This project combines predictive analytics with feature engineering in the healthcare/insurance domain.
The task is to predict healthcare cost of customers for a Health Insurance Company.
The variable 'charges' is the target variable.
Column | Data Type | Description |
---|---|---|
age |
int | Age of the primary beneficiary. |
sex |
object | Gender of the insurance contractor (male or female). |
bmi |
float | Body mass index, a key indicator of body fat based on height and weight. |
children |
int | Number of dependents covered by the insurance plan. |
smoker |
object | Indicates whether the beneficiary smokes (yes or no). |
region |
object | The beneficiary's residential area in the US, divided into four regions. |
charges |
float | Individual medical costs billed by health insurance. |
The dataset requires some data cleaning and feature engineering to get a top predictive model.
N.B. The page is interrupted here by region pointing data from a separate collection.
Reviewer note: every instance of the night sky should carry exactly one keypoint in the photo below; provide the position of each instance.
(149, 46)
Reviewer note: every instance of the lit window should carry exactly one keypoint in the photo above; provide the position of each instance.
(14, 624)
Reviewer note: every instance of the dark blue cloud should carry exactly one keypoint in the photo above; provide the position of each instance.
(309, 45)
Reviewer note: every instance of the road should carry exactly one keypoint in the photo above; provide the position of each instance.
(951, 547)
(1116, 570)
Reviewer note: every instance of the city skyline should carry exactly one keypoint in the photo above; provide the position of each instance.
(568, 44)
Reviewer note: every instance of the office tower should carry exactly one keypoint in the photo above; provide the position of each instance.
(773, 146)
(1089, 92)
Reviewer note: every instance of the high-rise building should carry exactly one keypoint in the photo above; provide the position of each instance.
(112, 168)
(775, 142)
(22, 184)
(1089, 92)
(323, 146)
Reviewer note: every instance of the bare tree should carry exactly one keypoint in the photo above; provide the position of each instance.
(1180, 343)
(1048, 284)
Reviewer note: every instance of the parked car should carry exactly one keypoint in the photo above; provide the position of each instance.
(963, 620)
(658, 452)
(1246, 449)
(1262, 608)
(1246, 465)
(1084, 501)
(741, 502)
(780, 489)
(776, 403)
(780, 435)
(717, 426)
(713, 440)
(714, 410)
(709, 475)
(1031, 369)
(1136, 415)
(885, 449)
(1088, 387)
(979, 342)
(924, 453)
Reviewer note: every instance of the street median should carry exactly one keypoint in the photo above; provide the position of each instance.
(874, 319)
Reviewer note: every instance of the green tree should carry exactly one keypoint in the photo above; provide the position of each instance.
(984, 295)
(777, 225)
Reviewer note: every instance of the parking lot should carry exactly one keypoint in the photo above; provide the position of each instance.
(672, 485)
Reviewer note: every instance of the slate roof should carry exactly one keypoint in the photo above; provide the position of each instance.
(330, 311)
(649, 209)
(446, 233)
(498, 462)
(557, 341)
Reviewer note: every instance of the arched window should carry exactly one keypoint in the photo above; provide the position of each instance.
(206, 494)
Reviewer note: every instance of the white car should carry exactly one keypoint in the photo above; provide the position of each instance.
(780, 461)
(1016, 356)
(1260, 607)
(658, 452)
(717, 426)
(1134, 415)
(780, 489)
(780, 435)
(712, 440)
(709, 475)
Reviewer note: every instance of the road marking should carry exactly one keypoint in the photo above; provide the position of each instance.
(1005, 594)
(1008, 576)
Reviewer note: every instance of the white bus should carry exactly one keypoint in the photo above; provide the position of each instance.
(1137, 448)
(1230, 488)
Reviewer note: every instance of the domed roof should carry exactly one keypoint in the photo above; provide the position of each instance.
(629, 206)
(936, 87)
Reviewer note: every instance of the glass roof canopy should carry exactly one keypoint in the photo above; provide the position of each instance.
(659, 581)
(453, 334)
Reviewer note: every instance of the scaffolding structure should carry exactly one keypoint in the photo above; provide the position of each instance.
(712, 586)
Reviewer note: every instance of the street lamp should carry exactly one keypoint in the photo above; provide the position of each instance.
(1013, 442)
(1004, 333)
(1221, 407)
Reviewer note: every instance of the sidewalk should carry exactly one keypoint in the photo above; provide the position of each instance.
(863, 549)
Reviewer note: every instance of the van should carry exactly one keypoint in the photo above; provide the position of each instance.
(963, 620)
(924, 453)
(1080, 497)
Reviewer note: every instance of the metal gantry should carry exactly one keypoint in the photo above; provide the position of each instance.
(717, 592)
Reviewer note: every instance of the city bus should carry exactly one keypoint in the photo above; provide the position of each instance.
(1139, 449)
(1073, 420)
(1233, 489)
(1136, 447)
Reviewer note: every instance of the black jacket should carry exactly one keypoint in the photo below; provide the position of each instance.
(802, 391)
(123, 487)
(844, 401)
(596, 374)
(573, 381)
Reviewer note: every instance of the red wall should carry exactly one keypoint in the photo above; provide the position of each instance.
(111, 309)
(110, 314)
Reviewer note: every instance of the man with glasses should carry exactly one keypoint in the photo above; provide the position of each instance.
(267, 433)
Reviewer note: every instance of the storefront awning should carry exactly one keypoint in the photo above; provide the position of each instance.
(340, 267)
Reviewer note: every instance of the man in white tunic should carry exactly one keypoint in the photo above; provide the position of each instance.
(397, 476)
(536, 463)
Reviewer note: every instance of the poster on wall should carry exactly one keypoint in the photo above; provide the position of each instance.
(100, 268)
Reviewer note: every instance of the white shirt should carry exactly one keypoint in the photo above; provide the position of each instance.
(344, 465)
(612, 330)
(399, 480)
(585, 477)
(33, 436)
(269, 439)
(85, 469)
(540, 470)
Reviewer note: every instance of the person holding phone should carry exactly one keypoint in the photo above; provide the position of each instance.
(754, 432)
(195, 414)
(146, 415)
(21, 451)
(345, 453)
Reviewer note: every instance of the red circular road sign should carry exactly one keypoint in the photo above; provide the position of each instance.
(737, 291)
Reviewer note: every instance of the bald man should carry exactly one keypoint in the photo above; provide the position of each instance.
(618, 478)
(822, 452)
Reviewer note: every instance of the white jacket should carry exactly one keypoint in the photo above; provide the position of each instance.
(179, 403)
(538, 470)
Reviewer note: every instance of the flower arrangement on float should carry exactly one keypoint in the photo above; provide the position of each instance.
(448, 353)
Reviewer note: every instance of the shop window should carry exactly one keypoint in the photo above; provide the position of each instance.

I develop a regression model using XGBoost to predict insurance charges for customers of different demographic.
The process involves exploratory data analysis, data cleaning techniques and feature engineering.
Feature Engineering Steps Include:
- Created a category bin for age called age_group ['Child', 'Young Adult', 'Middle-Aged', 'Senior']
- Created a category bin for bmi called bmi_category ['Underweight', 'Normal', 'Overweight', 'Obese']
- Created a variable to capture the risk associated with smoking
The XGBoost model was trained using a 5-fold cross validation.
The evaluation metric used is R-Squared.
I calculated the models feature importance and identified that the engineered features contributed signifficantly to the model's performance.